Cutting fuel duty and scrapping the fuel duty escalator will be bad for the nation’s health and bad for the global environment, say researchers at London School of Hygiene & Tropical Medicine.

Britain is addicted to motorized transport and fuel price rises help to wean people out of their cars, getting them walking and cycling again, according to Professor Ian Roberts, author of the book Energy Glut: The politics of fatness in an overheating world.

Data from the Department for Transport demonstrates that the real cost of motoring has fallen since 1999. The reduction in motoring costs has been accompanied by a large growth in unsustainable car use. This in turn has caused the increase in population fatness that now threatens the viability of the NHS.

Stimulating the economy by subsidizing petrol prices does not add up, says Roberts. It means more war for oil, more obesity, road danger and climate change. Promoting safe walking and cycling in our towns and cities will reduce oil dependence, reduce population fatness, improve health and limit the atmospheric carbon dioxide pollution that is causing global warming. The health benefits from safe walking and cycling are immediate: lower risks of road traffic injury, a leaner and happier population with lower rates of many diseases including diabetes, heart attacks and cancer, and cleaner air.

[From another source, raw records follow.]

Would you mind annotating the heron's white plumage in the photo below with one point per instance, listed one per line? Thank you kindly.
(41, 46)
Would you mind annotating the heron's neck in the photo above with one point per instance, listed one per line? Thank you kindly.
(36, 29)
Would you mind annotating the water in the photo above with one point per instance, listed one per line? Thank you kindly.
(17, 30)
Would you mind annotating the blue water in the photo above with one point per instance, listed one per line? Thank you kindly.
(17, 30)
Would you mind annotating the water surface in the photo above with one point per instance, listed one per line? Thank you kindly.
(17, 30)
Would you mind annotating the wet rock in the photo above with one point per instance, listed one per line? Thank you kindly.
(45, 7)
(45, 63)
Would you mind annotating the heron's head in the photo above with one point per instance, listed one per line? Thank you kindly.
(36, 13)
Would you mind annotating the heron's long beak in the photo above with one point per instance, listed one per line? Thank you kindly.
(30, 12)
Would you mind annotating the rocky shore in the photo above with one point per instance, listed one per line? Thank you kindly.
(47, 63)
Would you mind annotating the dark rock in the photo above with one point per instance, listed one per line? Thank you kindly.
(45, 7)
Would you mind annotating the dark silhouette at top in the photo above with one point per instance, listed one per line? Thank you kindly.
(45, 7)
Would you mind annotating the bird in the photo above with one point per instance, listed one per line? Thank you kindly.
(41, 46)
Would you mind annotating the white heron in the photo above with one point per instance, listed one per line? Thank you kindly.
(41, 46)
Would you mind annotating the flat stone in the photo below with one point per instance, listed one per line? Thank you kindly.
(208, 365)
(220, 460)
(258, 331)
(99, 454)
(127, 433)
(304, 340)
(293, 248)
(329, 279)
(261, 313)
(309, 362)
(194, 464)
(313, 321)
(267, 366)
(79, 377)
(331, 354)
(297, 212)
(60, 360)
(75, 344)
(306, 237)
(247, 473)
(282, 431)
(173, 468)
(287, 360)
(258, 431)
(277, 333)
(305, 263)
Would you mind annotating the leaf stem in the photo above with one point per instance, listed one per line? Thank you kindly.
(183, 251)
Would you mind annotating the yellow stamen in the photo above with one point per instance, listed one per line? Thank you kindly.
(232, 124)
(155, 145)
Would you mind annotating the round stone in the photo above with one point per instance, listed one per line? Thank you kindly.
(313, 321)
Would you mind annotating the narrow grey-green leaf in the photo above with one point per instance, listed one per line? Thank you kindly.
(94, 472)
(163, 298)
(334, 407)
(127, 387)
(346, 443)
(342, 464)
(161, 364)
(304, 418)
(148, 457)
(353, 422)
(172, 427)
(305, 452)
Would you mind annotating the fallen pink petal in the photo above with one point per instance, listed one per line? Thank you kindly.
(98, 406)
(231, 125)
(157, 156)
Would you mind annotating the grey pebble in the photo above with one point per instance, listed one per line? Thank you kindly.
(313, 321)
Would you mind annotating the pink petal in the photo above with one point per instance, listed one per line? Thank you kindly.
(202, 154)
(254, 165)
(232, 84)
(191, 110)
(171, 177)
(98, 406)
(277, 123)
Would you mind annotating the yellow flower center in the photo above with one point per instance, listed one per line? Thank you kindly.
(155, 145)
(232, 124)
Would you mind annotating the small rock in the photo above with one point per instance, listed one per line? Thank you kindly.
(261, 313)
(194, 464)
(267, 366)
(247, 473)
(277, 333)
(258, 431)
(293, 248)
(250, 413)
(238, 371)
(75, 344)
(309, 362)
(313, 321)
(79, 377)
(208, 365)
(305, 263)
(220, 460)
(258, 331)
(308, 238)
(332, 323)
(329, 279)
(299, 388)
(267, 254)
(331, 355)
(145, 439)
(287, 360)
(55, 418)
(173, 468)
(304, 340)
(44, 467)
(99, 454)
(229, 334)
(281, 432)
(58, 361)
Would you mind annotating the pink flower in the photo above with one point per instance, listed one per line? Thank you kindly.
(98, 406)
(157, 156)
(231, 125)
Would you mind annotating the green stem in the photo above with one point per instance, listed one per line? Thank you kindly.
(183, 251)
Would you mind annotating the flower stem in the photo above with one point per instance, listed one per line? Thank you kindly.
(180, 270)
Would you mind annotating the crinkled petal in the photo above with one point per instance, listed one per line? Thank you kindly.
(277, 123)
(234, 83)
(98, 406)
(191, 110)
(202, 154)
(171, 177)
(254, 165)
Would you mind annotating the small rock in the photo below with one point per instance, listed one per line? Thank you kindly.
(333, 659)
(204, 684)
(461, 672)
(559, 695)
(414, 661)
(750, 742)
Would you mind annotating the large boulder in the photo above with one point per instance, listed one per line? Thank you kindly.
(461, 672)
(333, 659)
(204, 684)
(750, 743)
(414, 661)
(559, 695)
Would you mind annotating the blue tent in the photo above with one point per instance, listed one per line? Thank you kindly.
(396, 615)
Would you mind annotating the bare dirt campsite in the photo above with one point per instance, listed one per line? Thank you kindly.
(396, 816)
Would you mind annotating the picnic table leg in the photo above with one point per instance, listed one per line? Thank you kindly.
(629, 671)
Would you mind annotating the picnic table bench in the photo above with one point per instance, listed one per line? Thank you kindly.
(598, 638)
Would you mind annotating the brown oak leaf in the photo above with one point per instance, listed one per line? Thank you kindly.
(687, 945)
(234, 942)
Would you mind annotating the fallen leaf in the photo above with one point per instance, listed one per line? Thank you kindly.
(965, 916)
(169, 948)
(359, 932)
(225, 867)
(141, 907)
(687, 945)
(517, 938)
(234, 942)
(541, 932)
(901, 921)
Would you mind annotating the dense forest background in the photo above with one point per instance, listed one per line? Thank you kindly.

“Even as Britain’s armed forces are getting embroiled in yet another expensive oil war - this time in Libya – the Chancellor is encouraging oil addiction. Resuscitating a carbon based economy is a short term fix that can only fail. As soon as the economy starts growing and the demand for oil increases, oil price rises will choke it back into recession. Decarbonisation of transport is not a path to austerity – it is the only long term way to avoid it,” says Roberts.